4. Gustav's kitchen training

One of the most wonderful things about watching Ratatouille, a truly excellent movie, is all the little details that went into crafting the chef's kitchen.

Turns out the animators spent a long time in actual restaurants learning all the sounds and mores of professional kitchens. This means that most of the things in the kitchen, all the way down to the way the chefs chop onions in the film, are accurate.

5. Hercules' labors

Disney took a lot of liberties with Hercules story in the eponymous animated tale. Yes, Hercules is based on a mythological figure, but there was enough deviation from the classical tale for Greek mythology buffs to go "huh?"

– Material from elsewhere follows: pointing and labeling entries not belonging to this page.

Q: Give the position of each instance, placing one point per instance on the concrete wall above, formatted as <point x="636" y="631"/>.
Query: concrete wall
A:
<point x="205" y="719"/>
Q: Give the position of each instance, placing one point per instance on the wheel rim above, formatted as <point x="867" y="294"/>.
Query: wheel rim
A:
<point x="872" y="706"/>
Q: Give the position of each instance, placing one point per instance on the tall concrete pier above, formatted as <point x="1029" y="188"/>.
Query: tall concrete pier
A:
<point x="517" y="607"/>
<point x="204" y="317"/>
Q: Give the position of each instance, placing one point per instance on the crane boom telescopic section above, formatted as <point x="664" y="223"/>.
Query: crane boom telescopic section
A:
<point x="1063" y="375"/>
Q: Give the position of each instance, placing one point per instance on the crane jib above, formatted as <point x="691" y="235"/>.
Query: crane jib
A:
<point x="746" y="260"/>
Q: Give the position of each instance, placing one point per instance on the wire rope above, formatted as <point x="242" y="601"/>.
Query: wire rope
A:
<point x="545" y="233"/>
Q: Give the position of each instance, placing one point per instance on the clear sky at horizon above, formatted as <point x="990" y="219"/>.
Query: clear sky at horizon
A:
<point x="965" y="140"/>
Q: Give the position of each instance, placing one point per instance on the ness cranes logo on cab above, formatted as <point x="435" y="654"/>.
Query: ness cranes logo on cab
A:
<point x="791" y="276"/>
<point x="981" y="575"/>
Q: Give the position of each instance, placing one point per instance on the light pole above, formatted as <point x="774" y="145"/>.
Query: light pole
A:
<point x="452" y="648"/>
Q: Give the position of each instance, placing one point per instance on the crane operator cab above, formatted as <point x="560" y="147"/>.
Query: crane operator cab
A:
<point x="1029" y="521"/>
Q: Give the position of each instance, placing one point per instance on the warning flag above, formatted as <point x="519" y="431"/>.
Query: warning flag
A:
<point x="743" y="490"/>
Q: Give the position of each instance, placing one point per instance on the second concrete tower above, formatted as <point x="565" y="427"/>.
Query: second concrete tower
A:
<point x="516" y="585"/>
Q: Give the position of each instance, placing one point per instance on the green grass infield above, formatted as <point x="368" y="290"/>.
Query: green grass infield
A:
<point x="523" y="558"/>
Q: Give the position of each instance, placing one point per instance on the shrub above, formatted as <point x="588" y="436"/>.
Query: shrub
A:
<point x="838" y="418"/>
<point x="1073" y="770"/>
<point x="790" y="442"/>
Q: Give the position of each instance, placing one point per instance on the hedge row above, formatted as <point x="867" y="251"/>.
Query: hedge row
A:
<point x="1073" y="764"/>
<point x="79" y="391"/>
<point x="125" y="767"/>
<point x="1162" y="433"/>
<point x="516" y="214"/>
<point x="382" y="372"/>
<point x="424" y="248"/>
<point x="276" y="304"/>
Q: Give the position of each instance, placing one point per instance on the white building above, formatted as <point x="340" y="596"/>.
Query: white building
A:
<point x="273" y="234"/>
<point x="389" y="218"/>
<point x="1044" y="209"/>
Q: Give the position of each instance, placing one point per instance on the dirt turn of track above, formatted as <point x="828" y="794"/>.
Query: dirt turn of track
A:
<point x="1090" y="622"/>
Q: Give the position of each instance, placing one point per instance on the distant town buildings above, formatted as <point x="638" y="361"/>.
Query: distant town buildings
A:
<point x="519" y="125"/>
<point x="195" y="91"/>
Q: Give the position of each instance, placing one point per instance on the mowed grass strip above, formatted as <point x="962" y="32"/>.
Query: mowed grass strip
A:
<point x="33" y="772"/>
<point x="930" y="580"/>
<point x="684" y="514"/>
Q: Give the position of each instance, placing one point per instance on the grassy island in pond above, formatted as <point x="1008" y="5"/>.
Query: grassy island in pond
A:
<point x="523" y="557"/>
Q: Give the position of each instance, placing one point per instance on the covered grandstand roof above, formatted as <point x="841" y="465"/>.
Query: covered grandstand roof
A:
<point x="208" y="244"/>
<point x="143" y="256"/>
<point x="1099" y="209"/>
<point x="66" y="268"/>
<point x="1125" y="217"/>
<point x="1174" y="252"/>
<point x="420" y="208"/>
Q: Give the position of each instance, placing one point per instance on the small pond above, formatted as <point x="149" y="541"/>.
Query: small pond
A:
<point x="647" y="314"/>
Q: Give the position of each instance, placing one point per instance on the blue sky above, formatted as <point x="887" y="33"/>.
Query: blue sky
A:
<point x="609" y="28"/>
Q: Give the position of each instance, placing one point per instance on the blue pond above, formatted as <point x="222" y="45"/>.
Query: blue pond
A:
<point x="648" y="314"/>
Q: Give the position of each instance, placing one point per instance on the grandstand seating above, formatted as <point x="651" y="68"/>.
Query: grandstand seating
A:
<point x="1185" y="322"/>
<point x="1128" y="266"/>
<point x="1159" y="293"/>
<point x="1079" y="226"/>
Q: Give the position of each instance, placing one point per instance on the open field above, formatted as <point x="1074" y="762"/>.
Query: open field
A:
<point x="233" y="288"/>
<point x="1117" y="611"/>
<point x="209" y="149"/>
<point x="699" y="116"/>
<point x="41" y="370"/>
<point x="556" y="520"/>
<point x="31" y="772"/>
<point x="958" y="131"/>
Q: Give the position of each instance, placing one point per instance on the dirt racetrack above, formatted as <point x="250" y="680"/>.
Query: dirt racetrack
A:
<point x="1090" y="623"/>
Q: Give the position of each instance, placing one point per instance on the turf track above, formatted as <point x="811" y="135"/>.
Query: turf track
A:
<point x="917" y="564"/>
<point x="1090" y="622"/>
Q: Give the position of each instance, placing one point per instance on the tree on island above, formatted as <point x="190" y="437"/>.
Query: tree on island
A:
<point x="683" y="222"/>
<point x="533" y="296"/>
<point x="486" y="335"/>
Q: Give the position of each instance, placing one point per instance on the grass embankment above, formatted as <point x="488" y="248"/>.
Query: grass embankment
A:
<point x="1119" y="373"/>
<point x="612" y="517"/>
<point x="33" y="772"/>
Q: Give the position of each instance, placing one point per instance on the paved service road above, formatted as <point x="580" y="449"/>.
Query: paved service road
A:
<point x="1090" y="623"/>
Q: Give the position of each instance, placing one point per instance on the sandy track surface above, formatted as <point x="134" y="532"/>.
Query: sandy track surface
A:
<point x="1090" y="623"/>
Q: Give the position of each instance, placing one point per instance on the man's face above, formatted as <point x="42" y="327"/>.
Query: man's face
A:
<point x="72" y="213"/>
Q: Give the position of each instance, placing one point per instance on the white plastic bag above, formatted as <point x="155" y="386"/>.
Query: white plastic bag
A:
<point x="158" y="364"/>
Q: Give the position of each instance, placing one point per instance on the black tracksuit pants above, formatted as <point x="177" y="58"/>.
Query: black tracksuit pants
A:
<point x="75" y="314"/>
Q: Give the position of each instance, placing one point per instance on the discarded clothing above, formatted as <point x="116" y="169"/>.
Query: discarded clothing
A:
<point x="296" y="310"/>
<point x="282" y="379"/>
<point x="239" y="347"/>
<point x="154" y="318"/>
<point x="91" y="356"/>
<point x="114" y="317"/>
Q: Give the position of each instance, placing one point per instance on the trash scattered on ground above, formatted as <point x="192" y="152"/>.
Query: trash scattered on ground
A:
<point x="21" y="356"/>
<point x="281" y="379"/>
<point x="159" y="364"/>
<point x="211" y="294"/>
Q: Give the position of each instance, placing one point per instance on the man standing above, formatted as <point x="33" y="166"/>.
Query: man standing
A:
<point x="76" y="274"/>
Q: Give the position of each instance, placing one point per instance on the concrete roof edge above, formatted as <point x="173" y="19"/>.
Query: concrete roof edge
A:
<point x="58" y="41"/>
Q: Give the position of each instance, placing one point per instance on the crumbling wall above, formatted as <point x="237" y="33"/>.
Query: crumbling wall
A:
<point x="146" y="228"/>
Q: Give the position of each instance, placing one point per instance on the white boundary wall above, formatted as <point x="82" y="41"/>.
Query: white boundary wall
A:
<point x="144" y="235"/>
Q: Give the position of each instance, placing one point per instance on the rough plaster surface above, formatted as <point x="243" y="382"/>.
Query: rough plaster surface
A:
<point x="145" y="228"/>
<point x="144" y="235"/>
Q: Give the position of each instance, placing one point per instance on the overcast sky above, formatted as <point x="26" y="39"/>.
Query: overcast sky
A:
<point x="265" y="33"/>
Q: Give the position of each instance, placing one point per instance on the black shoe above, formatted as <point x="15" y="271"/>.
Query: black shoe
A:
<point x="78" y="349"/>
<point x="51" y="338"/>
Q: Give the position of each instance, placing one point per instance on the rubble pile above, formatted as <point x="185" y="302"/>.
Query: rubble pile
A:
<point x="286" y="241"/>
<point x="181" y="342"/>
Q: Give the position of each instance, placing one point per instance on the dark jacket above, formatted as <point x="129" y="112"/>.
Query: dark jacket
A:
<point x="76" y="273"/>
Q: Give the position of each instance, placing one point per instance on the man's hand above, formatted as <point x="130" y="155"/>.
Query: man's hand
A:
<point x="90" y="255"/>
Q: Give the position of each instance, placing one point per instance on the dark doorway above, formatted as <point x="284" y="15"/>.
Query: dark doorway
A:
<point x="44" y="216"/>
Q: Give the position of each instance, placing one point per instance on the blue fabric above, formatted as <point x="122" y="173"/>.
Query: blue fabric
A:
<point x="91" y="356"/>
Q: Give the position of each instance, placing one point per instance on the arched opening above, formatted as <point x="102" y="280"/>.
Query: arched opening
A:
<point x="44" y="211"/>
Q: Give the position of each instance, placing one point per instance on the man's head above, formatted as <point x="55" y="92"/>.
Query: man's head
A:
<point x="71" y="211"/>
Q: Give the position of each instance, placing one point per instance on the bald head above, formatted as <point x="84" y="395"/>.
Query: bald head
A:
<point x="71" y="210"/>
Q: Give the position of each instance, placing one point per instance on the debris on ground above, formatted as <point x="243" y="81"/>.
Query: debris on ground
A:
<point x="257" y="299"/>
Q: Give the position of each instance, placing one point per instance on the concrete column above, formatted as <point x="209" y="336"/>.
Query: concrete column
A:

One way the film remained true to the original tale were all the labors he had to complete to become a true hero, and that includes defeating the Nemean Lion (above looking suspiciously like Scar), the Erymanthean Boar, and the Stymphlaian Birds.

6. Those biscuits on Brave

Brave is one of the most delightful Disney movies ever. Watching Merida fulfill her quest is a joy, as is watching her try to corral her naughty brothers. While Merida's story is not real, one part of it is very historically accurate - those biscuits.

Tipperary biscuits are a traditional Scottish dessert and they're made of flour, butter, several spices and strawberry jam. Add a maraschino cherry on top and you've got a super delightful desert.

7. The names in The Emperor's New Groove

Who doesn't love The Emperor's New Groove? The comical Disney musical has enough fun and excitement to get anyone dancing and having a good time. But did you know the names of the characters in the films were based on actual Incan places and concepts?

The name of Emperor Kuzco comes from the name of the ancient Incan capital, Cuzco, which is what is now in modern day Peru. Also significant is the name of his sidekick Pacha, which means "earth." Pacha literally grounds the flighty Kuzco.

8. Moana's dad's tattoo

One of the coolest things about Moana – other than the entire film, of course – were all the tattoos. While Maui's tattoos weren't a hundred percent legit, being that he is a mythical figure, Moana's father's were surprisingly accurate.

His tattoo is called a pe'a, and would take over 10 (very painful) days to complete. Still, it was necessary if a man wanted to become a chief. Another historical accuracy were the traditional round Samoan houses called fale, which stuck close to the originals.

9. Mulan is based on an actual Chinese legend

Disney's Mulan was an epic of girl power that also gave us one of the hottest Disney princes ever in the form of Li Shang. But did you know it was based on an actual legend?

The legend of Hua Mulan dates back to the 6th century, when the Ballad of Mulan was transcribed in the Musical Records of Old and New. In the legend, Mulan is working at her loom when a male from her family is called to serve the army. Since her father is elderly, and her brother is just a child and she is already well versed in martial arts, Mulan takes their place.

10. Hatred of the Romani

The Hunchback of Notre Dame is one of the most gut wrenching Disney films ever, mainly because you couldn't help but mourn the fate of poor Quasimodo, and curse the dastardly Judge Frollo. While the tale is based on the French novel by Victor Hugo, many things in it are accurate.

One of the worst things is the way Judge Frollo and the rest of the citizens treat the Romani, who they refer to as gypsies. Historically, the Romani have been reviled in Europe as itinerant thieves and swindlers, and were thought to have been driven out of Egypt for harboring the baby Jesus. In actuality, the Romani are descended from the dalits or so-called "untouchables" of the Indian subcontinent.